By the end of 1898, the first decade of missionary work, 1,139 islanders had joined the Church, the harvest of the labors of 122 missionaries sent from North America, and several Samoan elders.

In the following decades, a steady stream of missionaries from the United States contributed to conversions. In the 1920s, membership was sufficient to justify the purchase of several plantations. The plantations helped provide for church schools that were also established.

The 1950s brought many advancements to the islands. Labor missionaries were called to erect meetinghouses. In 1955, President David O. McKay make his historic visit to Samoa. Also during that year, local district presidencies were organized, and proselyting time and effectiveness of missionaries were substantially increased.

The first stake in Samoa was created in 1962, and by 1974, the entire islands were covered by stakes. The Apia Samoa Temple was announced in 1977 and dedicated in 1983.

The temple brought even closer the dream that motivated missionaries during their many years of arduous work - that of bringing salvation to Samoan families.


Significant events in Samoa

June 21, 1888 - Elder Joseph Dean and family arrived to officially open missioanry work; first baptisms, meetings followed.

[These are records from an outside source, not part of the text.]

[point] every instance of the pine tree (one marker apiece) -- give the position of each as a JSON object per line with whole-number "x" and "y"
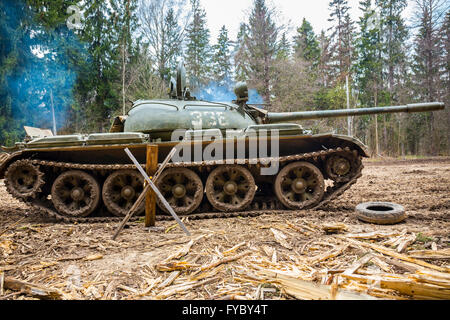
{"x": 102, "y": 71}
{"x": 369, "y": 68}
{"x": 323, "y": 66}
{"x": 241, "y": 55}
{"x": 163, "y": 27}
{"x": 306, "y": 44}
{"x": 124, "y": 46}
{"x": 341, "y": 39}
{"x": 172, "y": 47}
{"x": 284, "y": 48}
{"x": 222, "y": 59}
{"x": 262, "y": 47}
{"x": 394, "y": 41}
{"x": 198, "y": 51}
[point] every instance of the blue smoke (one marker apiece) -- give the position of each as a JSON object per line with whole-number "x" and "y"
{"x": 42, "y": 69}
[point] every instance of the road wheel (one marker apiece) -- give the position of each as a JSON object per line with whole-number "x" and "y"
{"x": 230, "y": 188}
{"x": 121, "y": 190}
{"x": 182, "y": 188}
{"x": 75, "y": 193}
{"x": 299, "y": 185}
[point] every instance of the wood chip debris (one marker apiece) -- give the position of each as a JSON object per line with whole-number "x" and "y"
{"x": 337, "y": 263}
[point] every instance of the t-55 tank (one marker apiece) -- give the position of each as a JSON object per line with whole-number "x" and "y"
{"x": 232, "y": 159}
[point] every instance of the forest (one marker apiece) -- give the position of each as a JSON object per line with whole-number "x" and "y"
{"x": 72, "y": 66}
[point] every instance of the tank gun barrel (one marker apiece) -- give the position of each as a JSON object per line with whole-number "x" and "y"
{"x": 274, "y": 117}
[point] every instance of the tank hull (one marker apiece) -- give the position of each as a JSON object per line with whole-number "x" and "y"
{"x": 104, "y": 162}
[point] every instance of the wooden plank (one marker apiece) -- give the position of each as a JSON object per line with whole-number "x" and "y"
{"x": 150, "y": 201}
{"x": 403, "y": 285}
{"x": 400, "y": 256}
{"x": 32, "y": 289}
{"x": 308, "y": 290}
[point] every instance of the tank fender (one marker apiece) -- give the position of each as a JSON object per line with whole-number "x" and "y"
{"x": 6, "y": 159}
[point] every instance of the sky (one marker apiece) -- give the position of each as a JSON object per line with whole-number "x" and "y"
{"x": 232, "y": 12}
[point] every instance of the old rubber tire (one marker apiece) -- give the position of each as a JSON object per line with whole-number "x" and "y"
{"x": 380, "y": 212}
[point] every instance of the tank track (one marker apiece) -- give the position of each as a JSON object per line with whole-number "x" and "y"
{"x": 260, "y": 207}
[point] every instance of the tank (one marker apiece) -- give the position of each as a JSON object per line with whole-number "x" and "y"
{"x": 232, "y": 158}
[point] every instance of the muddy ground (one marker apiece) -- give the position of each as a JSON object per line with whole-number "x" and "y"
{"x": 82, "y": 262}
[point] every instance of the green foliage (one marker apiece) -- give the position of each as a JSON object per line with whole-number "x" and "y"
{"x": 221, "y": 61}
{"x": 306, "y": 44}
{"x": 198, "y": 51}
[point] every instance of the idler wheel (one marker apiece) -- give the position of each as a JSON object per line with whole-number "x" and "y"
{"x": 121, "y": 190}
{"x": 75, "y": 193}
{"x": 299, "y": 185}
{"x": 230, "y": 188}
{"x": 341, "y": 167}
{"x": 23, "y": 179}
{"x": 182, "y": 188}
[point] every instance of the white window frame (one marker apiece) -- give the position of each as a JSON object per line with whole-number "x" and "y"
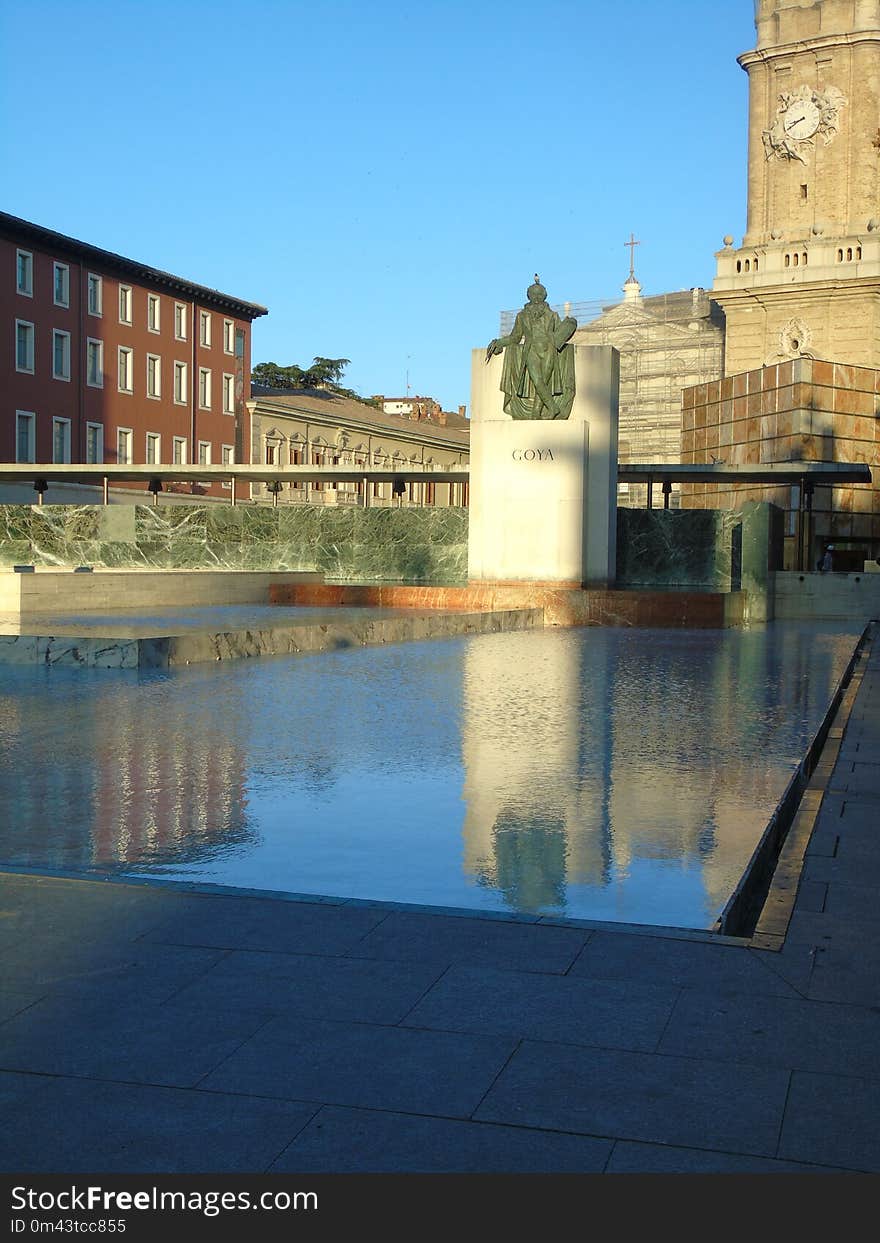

Nov. 10, 1900 - Samoan Mission Pres. William Sears began translating the Book of Mormon.

May 11, 1916 - Tongan Mission was divided from Samoan Mission.

June 9, 1938 - Apostle George Albert Smith and Rufus K. Hardy arrived in Samoa for the 50-year Jubilee conference, which was held June 18.

Oct. 14, 1940 - North American missionaries were called home because of threatening war conditions. Pres. Wilford W. Emery and Samoan missionaries carried on the work.

Feb. 2, 1946 - Missionaries returned after the war.

July 1, 1953 - First labor missionaries were set apart.

Dec. 5, 1953 - Apostle LeGrand Richards dedicated new Pesega School, a Church-owned and -operated institution.

March 18, 1962 - The first stake in Samoa was created under the direction of Elder Mark E. Petersen of the Council of the Twelve. Percy J. Rivers was called as president of Apia Stake.

June 2, 1974 - Samoa became first country to be fully covered with stakes.

July 1, 1974 - Patrick Peters became first Samoan called to preside over the Samoa Apia Mission.

Feb. 17, 1976 - President Spencer W. Kimball presided over the first Area Conference in Pesega on the island of Upolu; 11 General Authorities attended.

Feb. 19, 1981 - President Spencer W. Kimball broke ground and dedicated the site for the Apia Samoa Temple, located at Pesega.

Aug. 5, 1983 - Apia Samoa Temple was dedicated by President Gordon B. Hinckley.